As court-appointed monitor, Zimroth will be responsible for developing changes, informing the city of milestones it must achieve, conducting regular progress reviews and issuing public reports every six months detailing the police department’s compliance.
The city will be responsible for paying for the monitor, Scheindlin said.
As part of necessary changes, police should address misleading and overbroad training materials, such as those indicating officers should stop individuals displaying “furtive behavior,” Scheindlin said. Officers should be given instruction on the constitutional standards for a frisk and understand clearly that race may not be the motivation or justification for a stop, she said.
The Reverend Al Sharpton, president of National Action Network, called Scheindlin’s ruling “a huge victory for those of us that have marched and fought” for years, contending the stop-and-frisk program was a violation of constitutional and civil rights.

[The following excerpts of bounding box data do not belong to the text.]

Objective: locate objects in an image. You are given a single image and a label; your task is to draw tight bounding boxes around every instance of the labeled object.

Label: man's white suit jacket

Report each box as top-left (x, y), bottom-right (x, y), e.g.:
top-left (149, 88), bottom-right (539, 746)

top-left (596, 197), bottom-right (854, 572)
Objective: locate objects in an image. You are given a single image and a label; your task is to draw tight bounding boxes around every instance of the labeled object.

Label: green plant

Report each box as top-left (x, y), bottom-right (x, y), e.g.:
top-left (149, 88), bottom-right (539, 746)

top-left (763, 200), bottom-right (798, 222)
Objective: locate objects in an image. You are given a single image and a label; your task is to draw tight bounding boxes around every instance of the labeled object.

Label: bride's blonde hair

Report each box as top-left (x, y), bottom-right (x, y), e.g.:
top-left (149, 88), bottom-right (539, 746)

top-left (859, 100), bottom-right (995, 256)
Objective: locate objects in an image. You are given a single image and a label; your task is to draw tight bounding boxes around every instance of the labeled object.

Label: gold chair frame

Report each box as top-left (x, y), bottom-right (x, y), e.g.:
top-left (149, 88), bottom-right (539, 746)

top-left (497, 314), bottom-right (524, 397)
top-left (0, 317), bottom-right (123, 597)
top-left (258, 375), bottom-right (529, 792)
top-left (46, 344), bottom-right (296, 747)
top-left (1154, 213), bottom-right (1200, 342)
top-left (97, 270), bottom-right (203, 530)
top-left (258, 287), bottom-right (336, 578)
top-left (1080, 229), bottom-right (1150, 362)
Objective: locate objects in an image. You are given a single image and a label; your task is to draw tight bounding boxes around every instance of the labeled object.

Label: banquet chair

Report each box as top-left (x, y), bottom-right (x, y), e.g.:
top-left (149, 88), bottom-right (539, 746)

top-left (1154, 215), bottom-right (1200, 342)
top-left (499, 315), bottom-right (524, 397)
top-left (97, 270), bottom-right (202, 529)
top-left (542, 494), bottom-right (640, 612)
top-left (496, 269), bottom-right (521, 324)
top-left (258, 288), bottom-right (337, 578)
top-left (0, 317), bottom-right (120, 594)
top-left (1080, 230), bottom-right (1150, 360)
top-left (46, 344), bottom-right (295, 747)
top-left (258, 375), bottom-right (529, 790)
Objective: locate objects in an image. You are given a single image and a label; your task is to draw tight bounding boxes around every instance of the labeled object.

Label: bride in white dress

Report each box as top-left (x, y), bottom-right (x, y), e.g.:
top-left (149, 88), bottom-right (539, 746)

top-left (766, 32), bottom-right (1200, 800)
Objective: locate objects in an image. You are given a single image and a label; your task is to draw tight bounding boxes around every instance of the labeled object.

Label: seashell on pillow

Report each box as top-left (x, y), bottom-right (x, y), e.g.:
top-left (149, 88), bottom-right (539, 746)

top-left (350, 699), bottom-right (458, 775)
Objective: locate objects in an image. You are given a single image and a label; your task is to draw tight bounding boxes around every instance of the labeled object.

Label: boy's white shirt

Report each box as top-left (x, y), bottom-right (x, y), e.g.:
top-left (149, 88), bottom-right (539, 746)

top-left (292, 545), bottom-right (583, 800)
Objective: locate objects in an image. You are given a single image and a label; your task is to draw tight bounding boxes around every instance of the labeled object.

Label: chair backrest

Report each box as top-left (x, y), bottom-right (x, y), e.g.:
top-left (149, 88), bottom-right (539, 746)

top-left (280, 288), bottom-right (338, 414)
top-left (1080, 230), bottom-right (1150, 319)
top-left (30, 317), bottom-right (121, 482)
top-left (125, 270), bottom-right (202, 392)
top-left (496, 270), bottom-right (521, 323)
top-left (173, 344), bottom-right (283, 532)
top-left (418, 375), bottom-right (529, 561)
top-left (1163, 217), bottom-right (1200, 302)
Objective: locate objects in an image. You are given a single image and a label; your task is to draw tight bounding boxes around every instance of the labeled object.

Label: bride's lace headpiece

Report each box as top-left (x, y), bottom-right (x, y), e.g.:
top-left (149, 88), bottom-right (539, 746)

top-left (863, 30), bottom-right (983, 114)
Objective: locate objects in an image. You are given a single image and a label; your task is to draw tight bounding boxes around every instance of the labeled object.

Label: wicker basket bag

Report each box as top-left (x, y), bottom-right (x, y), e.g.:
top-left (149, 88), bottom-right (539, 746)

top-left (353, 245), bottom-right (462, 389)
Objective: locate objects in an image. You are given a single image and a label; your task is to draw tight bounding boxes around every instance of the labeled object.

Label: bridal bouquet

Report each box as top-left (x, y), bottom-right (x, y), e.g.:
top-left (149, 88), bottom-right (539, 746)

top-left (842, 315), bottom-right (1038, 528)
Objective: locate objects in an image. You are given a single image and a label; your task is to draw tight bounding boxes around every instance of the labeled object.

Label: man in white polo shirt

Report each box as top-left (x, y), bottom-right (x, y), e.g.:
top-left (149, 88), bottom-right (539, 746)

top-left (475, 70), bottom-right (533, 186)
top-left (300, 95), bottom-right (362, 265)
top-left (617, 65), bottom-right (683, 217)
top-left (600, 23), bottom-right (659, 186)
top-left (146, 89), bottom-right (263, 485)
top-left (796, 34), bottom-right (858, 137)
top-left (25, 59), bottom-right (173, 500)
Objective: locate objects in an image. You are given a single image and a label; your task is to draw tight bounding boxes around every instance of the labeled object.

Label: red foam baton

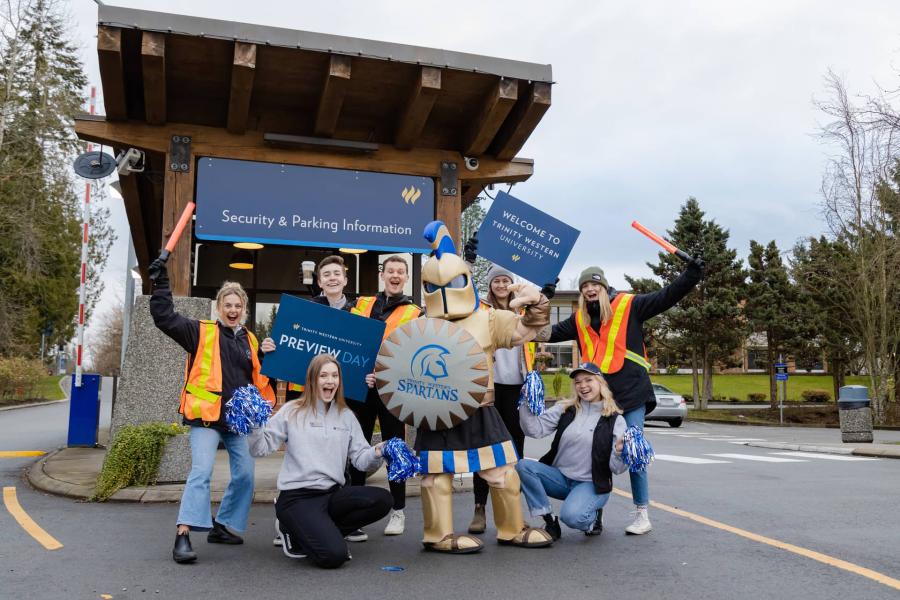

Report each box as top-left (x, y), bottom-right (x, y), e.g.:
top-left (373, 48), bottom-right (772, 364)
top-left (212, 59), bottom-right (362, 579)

top-left (631, 221), bottom-right (693, 262)
top-left (150, 202), bottom-right (197, 280)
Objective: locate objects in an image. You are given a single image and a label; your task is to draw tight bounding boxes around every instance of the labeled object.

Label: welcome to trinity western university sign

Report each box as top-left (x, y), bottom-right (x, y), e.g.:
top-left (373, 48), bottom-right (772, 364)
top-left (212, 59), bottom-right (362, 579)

top-left (195, 158), bottom-right (434, 253)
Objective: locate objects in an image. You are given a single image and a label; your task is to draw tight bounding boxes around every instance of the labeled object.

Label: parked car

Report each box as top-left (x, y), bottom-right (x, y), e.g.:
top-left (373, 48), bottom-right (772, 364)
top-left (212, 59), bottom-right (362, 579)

top-left (644, 383), bottom-right (687, 427)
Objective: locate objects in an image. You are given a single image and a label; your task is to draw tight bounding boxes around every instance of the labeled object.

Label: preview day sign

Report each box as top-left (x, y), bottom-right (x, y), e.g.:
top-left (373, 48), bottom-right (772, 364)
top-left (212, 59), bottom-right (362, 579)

top-left (478, 192), bottom-right (581, 285)
top-left (262, 294), bottom-right (385, 402)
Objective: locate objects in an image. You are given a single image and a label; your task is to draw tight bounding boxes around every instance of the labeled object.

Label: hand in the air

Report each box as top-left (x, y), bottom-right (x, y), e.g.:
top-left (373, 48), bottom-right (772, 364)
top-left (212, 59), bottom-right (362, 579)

top-left (541, 277), bottom-right (559, 300)
top-left (463, 231), bottom-right (478, 263)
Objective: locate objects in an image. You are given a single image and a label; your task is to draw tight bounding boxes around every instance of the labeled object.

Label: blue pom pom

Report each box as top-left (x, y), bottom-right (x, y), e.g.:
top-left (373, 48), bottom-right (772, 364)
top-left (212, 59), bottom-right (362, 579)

top-left (381, 438), bottom-right (419, 481)
top-left (225, 385), bottom-right (272, 435)
top-left (519, 371), bottom-right (544, 416)
top-left (622, 425), bottom-right (653, 473)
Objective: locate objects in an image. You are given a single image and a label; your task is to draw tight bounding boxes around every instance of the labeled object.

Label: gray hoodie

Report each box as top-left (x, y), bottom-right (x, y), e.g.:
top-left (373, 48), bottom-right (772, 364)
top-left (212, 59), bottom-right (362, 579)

top-left (248, 400), bottom-right (382, 490)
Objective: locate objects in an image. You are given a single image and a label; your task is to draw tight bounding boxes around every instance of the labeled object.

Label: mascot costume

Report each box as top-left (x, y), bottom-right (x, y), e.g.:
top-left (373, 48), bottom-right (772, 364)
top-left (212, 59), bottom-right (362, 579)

top-left (416, 221), bottom-right (553, 554)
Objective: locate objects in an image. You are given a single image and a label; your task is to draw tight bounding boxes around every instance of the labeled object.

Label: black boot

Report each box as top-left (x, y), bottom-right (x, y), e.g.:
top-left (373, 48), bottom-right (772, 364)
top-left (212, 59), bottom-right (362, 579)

top-left (172, 533), bottom-right (197, 565)
top-left (584, 508), bottom-right (603, 535)
top-left (206, 520), bottom-right (244, 546)
top-left (544, 514), bottom-right (562, 542)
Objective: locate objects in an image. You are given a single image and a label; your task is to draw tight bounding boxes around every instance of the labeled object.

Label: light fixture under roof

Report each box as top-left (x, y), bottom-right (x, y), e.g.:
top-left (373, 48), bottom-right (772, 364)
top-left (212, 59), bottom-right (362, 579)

top-left (228, 250), bottom-right (253, 271)
top-left (232, 242), bottom-right (265, 250)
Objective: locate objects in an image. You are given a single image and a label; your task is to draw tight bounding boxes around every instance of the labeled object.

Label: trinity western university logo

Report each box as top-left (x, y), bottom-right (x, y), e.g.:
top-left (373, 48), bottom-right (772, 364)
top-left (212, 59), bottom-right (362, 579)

top-left (400, 185), bottom-right (422, 205)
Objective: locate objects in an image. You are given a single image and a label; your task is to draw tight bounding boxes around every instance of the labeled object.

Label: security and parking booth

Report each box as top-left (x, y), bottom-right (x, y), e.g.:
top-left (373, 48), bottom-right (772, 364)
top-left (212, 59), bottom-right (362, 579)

top-left (75, 4), bottom-right (552, 480)
top-left (838, 385), bottom-right (874, 444)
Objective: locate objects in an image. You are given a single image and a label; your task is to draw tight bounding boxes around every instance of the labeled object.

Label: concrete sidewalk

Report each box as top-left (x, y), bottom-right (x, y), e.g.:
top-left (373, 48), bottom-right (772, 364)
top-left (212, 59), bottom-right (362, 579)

top-left (26, 448), bottom-right (472, 503)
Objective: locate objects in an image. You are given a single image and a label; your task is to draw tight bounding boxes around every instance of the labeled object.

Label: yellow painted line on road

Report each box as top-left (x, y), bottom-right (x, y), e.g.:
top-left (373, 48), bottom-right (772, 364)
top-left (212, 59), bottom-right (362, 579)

top-left (3, 487), bottom-right (62, 550)
top-left (613, 488), bottom-right (900, 590)
top-left (0, 450), bottom-right (47, 458)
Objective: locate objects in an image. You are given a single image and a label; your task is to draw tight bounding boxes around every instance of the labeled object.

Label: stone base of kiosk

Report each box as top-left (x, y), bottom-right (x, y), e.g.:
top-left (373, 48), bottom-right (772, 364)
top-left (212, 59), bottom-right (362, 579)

top-left (110, 296), bottom-right (212, 483)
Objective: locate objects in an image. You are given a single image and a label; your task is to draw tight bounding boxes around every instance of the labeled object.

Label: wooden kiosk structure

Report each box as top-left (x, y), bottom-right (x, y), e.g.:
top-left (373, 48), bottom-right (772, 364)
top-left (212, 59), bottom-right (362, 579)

top-left (75, 4), bottom-right (552, 312)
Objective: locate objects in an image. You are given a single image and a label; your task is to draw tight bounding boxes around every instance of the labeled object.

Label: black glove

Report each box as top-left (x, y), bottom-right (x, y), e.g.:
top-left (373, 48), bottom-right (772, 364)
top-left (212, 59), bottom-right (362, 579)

top-left (541, 277), bottom-right (559, 300)
top-left (463, 231), bottom-right (478, 263)
top-left (147, 258), bottom-right (169, 286)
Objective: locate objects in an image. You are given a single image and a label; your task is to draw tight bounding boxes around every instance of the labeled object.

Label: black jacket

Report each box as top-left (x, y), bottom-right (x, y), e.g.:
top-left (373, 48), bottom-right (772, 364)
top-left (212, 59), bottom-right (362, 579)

top-left (150, 280), bottom-right (262, 431)
top-left (549, 264), bottom-right (703, 413)
top-left (541, 407), bottom-right (619, 494)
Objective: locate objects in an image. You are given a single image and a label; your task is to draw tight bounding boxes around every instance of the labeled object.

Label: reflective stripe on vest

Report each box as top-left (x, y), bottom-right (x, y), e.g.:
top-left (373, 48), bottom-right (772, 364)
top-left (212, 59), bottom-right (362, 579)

top-left (352, 296), bottom-right (422, 339)
top-left (181, 321), bottom-right (275, 422)
top-left (575, 294), bottom-right (650, 373)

In June, the city council voted 40-11 to create an inspector general empowered to review police policies and practices, and 34-17 to allow lawsuits against the city when an officer uses racial profiling as a reason to question a person. The mayor vetoed both measures. Supporters will need 34 votes in the 51-member council to override the veto at a meeting scheduled for Aug. 22.
The monitor’s role will be distinct from that of the inspector general envisioned by the council, Scheindlin said in her ruling.
Cardozo said today that the city will ask to delay the ruling during the appeal.
“Crime can come back any time the criminals think they can get away with this,” Bloomberg said. “We can’t let that happen.”
The case is Floyd v. City of New York, 08-cv-01034, U.S. District Court, Southern District of New York (Manhattan).